5 Simple Games That Make Kids Smarter

by Sasha Brown-Worsham
5 Simple Games That Make Kids SmarterPuzzles, blocks, board games, and pick-up sticks might seem to have gone the way of penny candy and being allowed to walk home from school alone at 8 years old when it comes to today’s kids. But these “old-fashioned” games do something for children that Minecraft,iPads, and the Wii never will. They offer children “spatial orientation” — a better sense of how to manipulate and exist in the world around them.
"Spatial orientation" has grown-up application in everything from engineering to whether or not a person can read a map. Or whether they can put together furniture from Ikea. Or drive in heavy traffic. In other words, it’s vital and eventually develops into STEM (Science, Math, Engineering, and Technology) skills.
 “Spatial orientation is all about how people think about space,” says psychological scientist and researcher Jamie Jirout of Rhodes College whose study on children at play was recently published in Psychological Science. “It’s about how different objects fit in space and imagining how objects look from different angles.”
Jirout’s study found that children who play with blocks, puzzles, and board games — “simple” toys by any definition — are far more likely to build these spatial reasoning skills than children who play with other toys. “Providing children with access to spatial play experiences is a good way to boost spatial development,” she says.
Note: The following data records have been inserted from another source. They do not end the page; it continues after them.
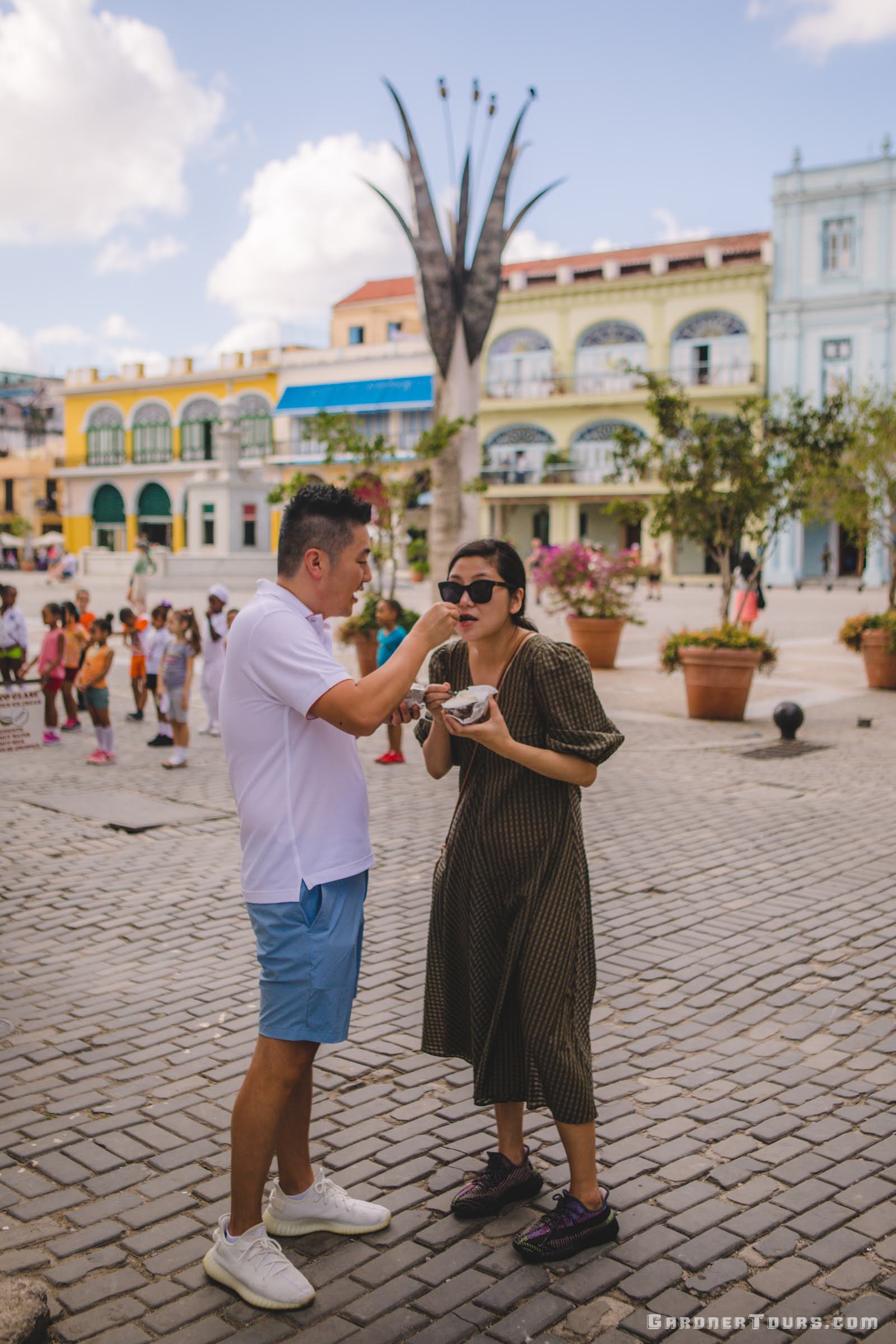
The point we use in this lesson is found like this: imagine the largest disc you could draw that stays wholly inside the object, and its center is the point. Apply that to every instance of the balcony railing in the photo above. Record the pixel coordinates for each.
(602, 384)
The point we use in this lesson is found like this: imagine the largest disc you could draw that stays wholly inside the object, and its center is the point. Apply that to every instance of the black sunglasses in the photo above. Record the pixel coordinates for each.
(480, 590)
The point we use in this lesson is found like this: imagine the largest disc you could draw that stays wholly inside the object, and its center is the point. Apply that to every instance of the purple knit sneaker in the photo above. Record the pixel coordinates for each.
(568, 1229)
(500, 1184)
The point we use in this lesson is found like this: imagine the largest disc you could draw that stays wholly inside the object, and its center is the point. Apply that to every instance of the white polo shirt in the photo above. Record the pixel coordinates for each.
(297, 781)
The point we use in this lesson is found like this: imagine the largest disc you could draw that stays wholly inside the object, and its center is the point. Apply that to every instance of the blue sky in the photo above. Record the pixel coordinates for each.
(183, 176)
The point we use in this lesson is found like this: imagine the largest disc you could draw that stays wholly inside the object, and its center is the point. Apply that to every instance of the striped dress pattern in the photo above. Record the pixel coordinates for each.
(511, 962)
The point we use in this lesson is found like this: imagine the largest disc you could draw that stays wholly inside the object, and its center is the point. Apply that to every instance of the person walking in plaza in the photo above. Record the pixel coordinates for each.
(389, 637)
(135, 632)
(76, 642)
(655, 575)
(14, 635)
(511, 962)
(291, 714)
(92, 683)
(176, 679)
(139, 582)
(746, 605)
(52, 670)
(214, 656)
(157, 640)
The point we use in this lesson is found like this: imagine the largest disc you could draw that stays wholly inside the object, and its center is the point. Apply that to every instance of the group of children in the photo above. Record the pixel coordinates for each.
(76, 657)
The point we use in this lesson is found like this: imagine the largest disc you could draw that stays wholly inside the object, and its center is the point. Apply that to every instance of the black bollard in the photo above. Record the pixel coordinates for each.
(789, 717)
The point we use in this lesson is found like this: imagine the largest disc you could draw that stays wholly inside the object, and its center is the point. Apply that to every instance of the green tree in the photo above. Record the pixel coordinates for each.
(729, 478)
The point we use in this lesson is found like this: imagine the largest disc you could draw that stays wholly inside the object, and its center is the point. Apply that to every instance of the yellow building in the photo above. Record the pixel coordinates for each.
(135, 442)
(557, 386)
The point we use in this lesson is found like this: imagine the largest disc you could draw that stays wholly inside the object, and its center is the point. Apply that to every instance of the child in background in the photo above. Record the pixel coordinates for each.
(52, 670)
(157, 640)
(14, 636)
(214, 655)
(390, 635)
(175, 680)
(76, 642)
(135, 628)
(92, 683)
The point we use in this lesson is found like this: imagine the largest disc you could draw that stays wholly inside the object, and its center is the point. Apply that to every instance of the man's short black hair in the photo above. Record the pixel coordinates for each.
(321, 518)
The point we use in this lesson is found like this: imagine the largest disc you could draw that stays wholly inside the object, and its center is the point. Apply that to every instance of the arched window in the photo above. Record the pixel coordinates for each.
(153, 514)
(255, 425)
(108, 512)
(516, 454)
(152, 433)
(520, 365)
(593, 451)
(712, 348)
(604, 354)
(198, 431)
(105, 437)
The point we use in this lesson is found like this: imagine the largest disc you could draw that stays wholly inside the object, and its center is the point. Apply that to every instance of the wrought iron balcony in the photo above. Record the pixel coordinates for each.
(612, 382)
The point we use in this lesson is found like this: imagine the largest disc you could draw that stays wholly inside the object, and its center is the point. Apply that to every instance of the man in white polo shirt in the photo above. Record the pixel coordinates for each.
(289, 718)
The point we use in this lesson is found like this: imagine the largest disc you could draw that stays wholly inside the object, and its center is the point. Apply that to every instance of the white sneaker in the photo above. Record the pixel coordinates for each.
(324, 1208)
(255, 1268)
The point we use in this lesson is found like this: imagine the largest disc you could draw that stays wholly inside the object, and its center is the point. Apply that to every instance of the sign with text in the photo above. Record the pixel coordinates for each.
(21, 717)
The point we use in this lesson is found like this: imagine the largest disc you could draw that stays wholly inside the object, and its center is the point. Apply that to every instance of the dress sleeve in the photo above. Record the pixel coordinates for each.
(573, 713)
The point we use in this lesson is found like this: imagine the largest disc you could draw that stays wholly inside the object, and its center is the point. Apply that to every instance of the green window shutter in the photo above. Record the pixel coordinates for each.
(108, 506)
(155, 502)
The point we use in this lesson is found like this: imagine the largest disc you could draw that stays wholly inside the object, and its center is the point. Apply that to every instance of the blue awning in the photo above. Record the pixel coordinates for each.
(370, 395)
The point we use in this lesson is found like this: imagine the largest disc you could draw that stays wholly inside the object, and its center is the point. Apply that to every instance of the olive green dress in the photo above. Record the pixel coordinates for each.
(511, 964)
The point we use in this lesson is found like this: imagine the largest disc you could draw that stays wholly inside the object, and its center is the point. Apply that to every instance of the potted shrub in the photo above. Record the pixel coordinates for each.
(595, 592)
(725, 479)
(418, 558)
(361, 631)
(875, 639)
(718, 666)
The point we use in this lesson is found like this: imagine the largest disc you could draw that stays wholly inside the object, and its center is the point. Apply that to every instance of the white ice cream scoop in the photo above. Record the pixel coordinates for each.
(472, 704)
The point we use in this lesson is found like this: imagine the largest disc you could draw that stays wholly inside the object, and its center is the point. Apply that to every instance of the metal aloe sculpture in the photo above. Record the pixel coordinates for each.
(457, 304)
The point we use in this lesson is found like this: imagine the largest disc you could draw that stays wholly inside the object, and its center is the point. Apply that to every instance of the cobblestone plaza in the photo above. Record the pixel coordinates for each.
(745, 1049)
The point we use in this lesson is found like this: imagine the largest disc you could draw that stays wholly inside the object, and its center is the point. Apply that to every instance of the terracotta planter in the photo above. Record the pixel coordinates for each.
(366, 650)
(598, 637)
(880, 664)
(718, 682)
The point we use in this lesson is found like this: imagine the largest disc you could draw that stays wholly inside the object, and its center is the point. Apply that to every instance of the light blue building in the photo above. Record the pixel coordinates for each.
(832, 319)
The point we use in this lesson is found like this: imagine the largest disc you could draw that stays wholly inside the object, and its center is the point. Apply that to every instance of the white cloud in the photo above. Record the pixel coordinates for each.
(315, 233)
(254, 334)
(122, 256)
(63, 334)
(119, 328)
(15, 350)
(104, 122)
(526, 245)
(819, 27)
(671, 232)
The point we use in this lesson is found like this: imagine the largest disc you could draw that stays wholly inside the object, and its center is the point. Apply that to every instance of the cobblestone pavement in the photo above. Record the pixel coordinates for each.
(743, 1045)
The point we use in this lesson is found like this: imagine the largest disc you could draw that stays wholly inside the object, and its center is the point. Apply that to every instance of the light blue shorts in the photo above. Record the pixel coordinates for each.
(309, 952)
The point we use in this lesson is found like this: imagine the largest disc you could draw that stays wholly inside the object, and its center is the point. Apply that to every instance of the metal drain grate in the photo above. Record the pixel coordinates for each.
(780, 750)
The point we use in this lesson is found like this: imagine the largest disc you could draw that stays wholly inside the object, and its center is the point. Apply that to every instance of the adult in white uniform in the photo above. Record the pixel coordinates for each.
(214, 647)
(291, 714)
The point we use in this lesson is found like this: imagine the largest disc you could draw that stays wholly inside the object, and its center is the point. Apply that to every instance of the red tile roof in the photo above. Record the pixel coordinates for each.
(734, 246)
(401, 287)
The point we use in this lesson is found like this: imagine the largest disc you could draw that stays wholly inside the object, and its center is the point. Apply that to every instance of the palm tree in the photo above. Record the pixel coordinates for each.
(457, 304)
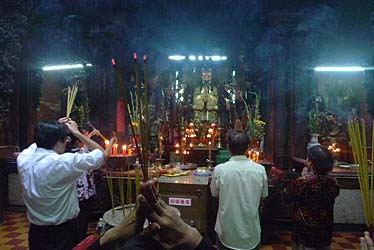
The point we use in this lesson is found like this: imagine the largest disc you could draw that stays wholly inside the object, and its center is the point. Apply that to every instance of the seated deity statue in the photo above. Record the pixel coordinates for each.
(205, 103)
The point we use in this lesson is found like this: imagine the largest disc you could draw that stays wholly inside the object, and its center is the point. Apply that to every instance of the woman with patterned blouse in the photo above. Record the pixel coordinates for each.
(313, 196)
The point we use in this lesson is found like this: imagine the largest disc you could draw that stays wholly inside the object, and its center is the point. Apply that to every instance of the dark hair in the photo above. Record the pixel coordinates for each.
(47, 134)
(237, 142)
(321, 159)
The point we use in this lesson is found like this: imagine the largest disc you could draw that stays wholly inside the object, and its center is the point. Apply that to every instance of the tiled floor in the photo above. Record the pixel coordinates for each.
(14, 232)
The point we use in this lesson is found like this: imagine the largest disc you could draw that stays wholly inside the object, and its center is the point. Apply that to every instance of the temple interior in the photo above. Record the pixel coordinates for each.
(171, 80)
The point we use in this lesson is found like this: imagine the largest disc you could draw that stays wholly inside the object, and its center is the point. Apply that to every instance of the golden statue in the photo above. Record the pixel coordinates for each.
(205, 103)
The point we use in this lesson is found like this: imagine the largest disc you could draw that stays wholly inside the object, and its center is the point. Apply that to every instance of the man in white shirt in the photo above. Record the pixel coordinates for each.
(240, 185)
(48, 177)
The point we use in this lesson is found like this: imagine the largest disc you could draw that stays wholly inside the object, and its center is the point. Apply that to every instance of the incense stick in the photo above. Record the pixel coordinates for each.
(72, 92)
(123, 95)
(121, 192)
(144, 161)
(357, 135)
(110, 187)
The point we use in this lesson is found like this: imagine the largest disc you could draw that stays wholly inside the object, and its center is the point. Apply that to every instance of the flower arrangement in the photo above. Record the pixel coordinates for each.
(255, 126)
(313, 123)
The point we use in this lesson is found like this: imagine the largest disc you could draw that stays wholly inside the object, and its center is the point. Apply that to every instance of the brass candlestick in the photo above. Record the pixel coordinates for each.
(209, 160)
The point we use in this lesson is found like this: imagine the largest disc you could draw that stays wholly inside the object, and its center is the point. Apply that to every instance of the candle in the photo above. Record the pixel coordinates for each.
(115, 149)
(124, 149)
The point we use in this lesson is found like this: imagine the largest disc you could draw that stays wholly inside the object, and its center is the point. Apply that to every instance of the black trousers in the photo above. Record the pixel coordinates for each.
(56, 237)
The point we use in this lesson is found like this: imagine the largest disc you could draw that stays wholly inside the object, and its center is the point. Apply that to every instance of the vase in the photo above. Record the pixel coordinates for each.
(313, 141)
(254, 152)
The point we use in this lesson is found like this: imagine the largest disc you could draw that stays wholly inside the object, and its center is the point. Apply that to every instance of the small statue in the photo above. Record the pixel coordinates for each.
(205, 103)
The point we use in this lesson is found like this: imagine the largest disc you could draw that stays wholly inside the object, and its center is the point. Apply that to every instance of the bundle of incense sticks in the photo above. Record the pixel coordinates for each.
(109, 180)
(357, 136)
(123, 95)
(143, 127)
(72, 92)
(121, 192)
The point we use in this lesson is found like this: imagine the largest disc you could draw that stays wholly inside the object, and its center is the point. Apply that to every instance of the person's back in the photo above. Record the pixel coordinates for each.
(48, 177)
(314, 197)
(240, 185)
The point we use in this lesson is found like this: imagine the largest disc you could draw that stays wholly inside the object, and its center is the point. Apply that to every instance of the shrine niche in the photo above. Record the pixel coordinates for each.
(338, 98)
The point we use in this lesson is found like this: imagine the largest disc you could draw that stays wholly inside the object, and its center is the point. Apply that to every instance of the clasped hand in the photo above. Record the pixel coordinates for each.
(166, 225)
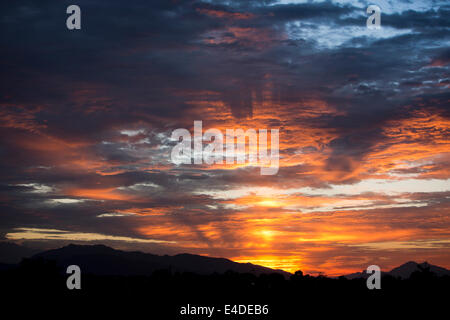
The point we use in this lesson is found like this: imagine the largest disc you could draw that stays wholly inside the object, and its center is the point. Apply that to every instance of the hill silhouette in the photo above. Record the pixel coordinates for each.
(405, 271)
(130, 284)
(103, 260)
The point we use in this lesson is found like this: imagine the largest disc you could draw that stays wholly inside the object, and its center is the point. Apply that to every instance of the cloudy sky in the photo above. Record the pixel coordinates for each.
(86, 118)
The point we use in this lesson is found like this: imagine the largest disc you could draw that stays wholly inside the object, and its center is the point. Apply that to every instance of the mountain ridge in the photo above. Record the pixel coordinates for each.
(104, 260)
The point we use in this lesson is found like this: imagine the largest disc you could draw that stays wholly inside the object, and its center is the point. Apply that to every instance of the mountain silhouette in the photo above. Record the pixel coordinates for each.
(103, 260)
(405, 271)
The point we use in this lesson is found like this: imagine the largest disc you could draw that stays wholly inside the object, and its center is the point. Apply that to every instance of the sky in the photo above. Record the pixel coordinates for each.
(86, 118)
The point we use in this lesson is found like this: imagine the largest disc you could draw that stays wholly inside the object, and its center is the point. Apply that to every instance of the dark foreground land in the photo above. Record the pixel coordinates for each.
(39, 286)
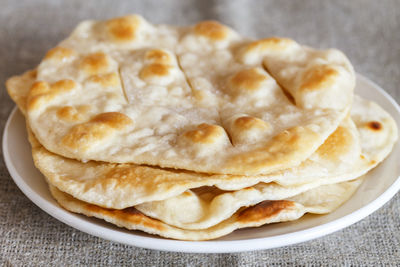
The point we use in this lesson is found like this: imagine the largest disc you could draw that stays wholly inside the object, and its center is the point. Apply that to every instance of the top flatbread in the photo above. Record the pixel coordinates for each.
(200, 98)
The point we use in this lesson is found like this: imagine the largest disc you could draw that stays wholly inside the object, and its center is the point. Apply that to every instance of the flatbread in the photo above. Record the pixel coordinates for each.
(126, 91)
(205, 207)
(264, 213)
(125, 185)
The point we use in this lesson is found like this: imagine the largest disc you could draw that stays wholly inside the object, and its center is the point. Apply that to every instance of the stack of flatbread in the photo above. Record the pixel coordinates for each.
(193, 132)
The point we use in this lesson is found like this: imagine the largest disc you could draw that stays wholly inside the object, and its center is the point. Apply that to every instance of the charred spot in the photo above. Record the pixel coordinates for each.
(374, 125)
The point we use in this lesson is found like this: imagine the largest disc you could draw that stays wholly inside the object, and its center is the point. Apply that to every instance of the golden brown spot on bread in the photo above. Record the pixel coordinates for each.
(106, 80)
(96, 63)
(72, 114)
(338, 143)
(158, 56)
(374, 125)
(187, 194)
(250, 79)
(205, 134)
(273, 44)
(131, 215)
(123, 29)
(39, 87)
(59, 53)
(212, 30)
(41, 92)
(264, 210)
(248, 122)
(102, 126)
(154, 70)
(319, 77)
(285, 147)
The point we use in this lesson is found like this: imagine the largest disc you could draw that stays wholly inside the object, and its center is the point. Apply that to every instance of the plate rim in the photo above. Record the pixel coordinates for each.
(211, 246)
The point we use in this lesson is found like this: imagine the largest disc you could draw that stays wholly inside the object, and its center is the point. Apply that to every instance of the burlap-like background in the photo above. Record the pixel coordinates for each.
(367, 31)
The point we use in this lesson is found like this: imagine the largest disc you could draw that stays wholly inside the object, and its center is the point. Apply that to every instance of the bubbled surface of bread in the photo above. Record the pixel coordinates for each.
(200, 98)
(320, 200)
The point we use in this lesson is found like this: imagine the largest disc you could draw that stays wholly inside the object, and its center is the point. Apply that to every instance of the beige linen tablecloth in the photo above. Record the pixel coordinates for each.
(367, 31)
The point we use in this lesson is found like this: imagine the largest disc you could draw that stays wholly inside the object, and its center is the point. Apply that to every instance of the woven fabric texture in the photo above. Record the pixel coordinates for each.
(367, 31)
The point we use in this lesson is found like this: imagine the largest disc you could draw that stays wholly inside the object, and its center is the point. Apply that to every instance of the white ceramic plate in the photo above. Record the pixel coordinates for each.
(380, 186)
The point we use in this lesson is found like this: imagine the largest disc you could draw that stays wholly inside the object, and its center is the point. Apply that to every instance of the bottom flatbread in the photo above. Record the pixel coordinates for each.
(323, 199)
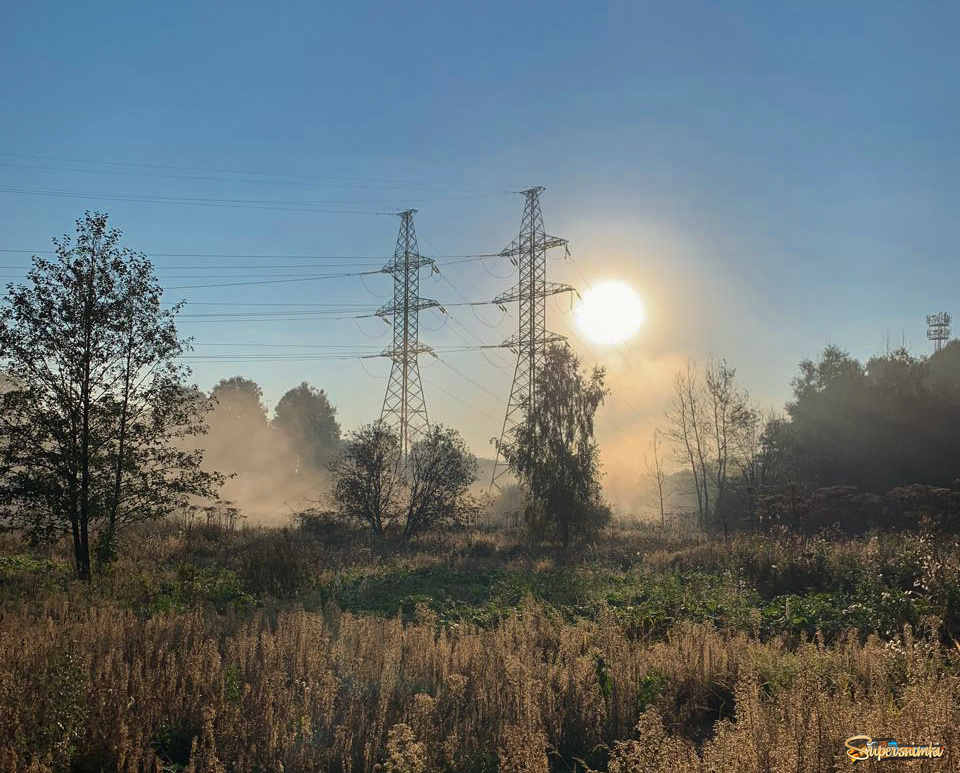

So what are the top five simple games that help build this sense of space?
Battleship: In Battleship, “you are thinking about space,” Jirout says. “You need to figure out which direction their ship is in and how you can use effective questioning to get there.” It’s not a game one might immediately jump to when you think of STEM skills, but those are precisely the skills it builds.
Hopscotch: Although, not in the category of blocks, board games, and puzzles, this very physical game also involves numbers and spatial orientation, says Geralyn Bywater McLaughlin, Director of Defending the Early Years, an organization dedicated to helping educators fight testing and all the things that take away from the way children truly learn. “Children practice large and small motor skills and spatial relationships as they draw the game with chalk, McLaughlin says. “And then toss their pebbles and jump along the numbered spaces. There is so much to figure out and do.”
Chutes and Ladders: Many parents probably have fond memories of this game and of rolling the dice and climbing to the top only to shoot back down the slide. But this game is more than just luck and chance and fun. “The board itself is made up of a grid,” Jirout says. There is a counting, math component to it all, but also a strong sense of spatial orientation. Where is my opponent compared to me? How can I catch him? What number do I need to get to get there?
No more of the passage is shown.